Modern C++ 11,14: Quick tour with examples: Unicode conversion facets

Overview

The following are Codecvt based facets to convert Unicode based formats with each other. For example, conversion from UTF-8 to UCS-2, UTF-16 and UTF-32. Also reverse.

Details

Topics
codecvt_mode
codecvt_utf8
codecvt_utf16
codecvt_utf8_utf16

Topics
codecvt_mode
codecvt_utf8
codecvt_utf16
codecvt_utf8_utf16

codecvt_mode

This is a bitmask based enum defined as below:

enum codecvt_mode { consume_header = 4, generate_header = 2, little_endian = 1}.

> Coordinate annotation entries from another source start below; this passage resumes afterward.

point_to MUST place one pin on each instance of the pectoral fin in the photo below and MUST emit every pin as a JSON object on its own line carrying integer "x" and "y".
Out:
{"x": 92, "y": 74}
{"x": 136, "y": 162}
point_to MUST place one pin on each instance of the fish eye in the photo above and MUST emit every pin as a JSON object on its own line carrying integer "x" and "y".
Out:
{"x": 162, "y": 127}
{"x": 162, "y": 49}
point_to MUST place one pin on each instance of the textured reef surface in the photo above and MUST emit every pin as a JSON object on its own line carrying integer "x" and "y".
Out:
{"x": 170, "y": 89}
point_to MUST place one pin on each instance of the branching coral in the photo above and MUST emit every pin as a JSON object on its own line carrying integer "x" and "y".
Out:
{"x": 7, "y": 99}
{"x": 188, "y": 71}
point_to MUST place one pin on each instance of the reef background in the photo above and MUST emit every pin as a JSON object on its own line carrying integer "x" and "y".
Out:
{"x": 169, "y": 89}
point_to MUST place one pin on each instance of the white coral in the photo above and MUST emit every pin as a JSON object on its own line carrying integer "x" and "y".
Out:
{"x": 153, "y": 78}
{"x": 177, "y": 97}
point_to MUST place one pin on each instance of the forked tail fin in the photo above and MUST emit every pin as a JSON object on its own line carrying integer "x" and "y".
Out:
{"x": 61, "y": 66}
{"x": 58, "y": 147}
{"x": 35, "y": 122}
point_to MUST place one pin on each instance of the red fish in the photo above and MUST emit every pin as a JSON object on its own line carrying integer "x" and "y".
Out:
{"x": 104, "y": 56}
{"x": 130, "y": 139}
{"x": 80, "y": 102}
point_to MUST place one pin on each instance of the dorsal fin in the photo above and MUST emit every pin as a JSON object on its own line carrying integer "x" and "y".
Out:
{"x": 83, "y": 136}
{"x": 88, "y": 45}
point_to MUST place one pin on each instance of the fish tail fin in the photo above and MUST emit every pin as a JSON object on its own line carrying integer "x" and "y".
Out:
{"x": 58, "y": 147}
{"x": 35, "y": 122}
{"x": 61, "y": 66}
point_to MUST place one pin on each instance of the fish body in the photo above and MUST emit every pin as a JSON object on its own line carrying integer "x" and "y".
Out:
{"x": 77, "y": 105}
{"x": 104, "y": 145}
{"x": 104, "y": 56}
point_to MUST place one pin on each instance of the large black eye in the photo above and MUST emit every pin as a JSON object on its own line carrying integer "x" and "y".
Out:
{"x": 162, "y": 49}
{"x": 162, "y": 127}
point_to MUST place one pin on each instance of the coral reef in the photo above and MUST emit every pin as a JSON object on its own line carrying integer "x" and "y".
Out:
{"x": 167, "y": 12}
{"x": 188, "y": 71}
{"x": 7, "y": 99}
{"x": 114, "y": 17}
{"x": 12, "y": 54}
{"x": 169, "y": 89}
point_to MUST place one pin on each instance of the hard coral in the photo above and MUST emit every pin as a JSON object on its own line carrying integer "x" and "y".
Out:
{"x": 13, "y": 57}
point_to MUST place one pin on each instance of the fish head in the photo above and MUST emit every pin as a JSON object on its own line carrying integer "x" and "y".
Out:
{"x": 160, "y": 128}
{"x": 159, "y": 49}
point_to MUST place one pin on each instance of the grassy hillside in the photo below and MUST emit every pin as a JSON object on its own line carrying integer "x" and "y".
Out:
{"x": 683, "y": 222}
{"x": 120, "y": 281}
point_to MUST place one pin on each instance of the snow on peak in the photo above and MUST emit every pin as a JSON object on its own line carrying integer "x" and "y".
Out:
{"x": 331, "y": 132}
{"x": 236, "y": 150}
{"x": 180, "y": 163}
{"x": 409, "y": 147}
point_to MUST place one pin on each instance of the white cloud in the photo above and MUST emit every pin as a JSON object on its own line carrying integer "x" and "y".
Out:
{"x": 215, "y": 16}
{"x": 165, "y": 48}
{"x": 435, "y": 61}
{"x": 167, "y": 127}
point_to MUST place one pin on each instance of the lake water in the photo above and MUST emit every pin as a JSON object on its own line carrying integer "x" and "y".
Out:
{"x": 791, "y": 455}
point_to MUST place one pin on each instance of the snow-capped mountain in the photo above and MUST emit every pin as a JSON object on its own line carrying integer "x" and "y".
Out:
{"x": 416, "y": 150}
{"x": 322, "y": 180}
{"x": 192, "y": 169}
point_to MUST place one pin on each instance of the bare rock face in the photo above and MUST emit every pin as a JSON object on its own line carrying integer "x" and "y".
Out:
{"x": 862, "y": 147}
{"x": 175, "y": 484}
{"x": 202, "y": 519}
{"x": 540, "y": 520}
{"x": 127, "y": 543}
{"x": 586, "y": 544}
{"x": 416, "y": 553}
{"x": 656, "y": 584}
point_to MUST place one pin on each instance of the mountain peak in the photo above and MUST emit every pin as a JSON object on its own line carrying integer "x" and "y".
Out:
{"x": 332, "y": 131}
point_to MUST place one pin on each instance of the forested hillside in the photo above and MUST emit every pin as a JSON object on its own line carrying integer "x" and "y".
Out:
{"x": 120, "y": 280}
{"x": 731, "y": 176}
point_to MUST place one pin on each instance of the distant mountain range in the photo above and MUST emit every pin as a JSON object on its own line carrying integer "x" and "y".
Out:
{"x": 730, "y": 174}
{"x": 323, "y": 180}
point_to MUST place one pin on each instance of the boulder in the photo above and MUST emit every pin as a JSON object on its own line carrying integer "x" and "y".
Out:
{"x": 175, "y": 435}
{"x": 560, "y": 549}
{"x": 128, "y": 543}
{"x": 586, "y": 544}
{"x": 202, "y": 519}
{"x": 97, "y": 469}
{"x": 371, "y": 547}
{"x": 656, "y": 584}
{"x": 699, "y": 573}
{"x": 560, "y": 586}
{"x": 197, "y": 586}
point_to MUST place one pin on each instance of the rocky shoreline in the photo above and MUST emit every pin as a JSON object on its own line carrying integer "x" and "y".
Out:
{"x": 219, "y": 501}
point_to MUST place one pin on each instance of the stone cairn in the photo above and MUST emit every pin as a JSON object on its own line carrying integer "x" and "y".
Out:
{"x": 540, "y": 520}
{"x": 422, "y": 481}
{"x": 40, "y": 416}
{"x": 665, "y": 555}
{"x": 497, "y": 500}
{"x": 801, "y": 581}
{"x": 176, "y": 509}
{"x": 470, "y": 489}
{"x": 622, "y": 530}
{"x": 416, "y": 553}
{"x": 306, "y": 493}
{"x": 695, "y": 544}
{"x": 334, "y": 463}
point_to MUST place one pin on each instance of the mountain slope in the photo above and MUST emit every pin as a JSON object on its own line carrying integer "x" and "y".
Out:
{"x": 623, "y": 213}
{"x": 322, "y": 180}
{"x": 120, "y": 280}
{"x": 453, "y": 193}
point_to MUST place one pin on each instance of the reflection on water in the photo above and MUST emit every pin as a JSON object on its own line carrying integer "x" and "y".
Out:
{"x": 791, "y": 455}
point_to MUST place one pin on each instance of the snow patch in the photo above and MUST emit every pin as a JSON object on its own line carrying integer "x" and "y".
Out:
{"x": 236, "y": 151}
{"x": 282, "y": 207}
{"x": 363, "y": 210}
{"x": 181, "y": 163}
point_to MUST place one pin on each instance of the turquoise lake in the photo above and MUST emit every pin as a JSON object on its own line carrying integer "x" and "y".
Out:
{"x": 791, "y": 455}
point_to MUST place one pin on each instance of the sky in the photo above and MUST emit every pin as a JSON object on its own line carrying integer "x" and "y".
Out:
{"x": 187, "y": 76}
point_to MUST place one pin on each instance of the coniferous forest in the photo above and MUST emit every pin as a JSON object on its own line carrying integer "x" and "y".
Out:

Note that 0 is also a valid value that represents the absence of all flags.

The facets codecvt_utf8, codecvt_utf16, and codecvt_utf8_utf16 accept an optional value of type codecvt_mode as a template argument, which specifies optional features of the unicode string conversion.

Name	Description
little_endian	Assume the input is in little-endian byte order (applies to UTF-16 input only, the default is big-endian).
generate_header	Output the BOM at the start of the output sequence.
consume_header	Consume the BOM, if present at the start of input sequence, and (in case of UTF-16), rely on the byte order it specifies for decoding the rest of the input.

BOM types

BOM is basically a set of characters present in a UTF stream that determines its nature of origin.

Name	Values
UTF-16 big-endian	0xfe 0xff
UTF-16 little-endian	0xff 0xfe
UTF-8	0xef 0xbb 0xbf

Example

    ofstream{"text.txt"} << "\xef\xbb\xbfಖ್ರಿಷಾ Rao👸";
 
    // read the UTF-8 file, skipping the BOM
    wifstream fin{"text.txt"};
    fin.imbue(locale(fin.getloc(),
        new codecvt_utf8<wchar_t, 0x10ffff, consume_header>));
 
    istream_iterator<wchar_t, wchar_t> it(fin), end;
    cout << showbase << hex; 
    //prints:0xc96 0xccd 0xcb0 0xcbf 0xcb7 0xcbe 0x52 0x61 0x6f 0x1f478 0 
    for_each(it,end, [](wchar_t c){cout << (unsigned long long)c << ' '; }

codecvt_utf8

codecvt_utf8 is a codecvt facet which encapsulates conversion between a UTF-8 encoded byte string and UCS-2 or UCS-4(UTF-32) character string (depending on the type of Elem). This codecvt facet can be used to read and write UTF-8 files, both text and binary.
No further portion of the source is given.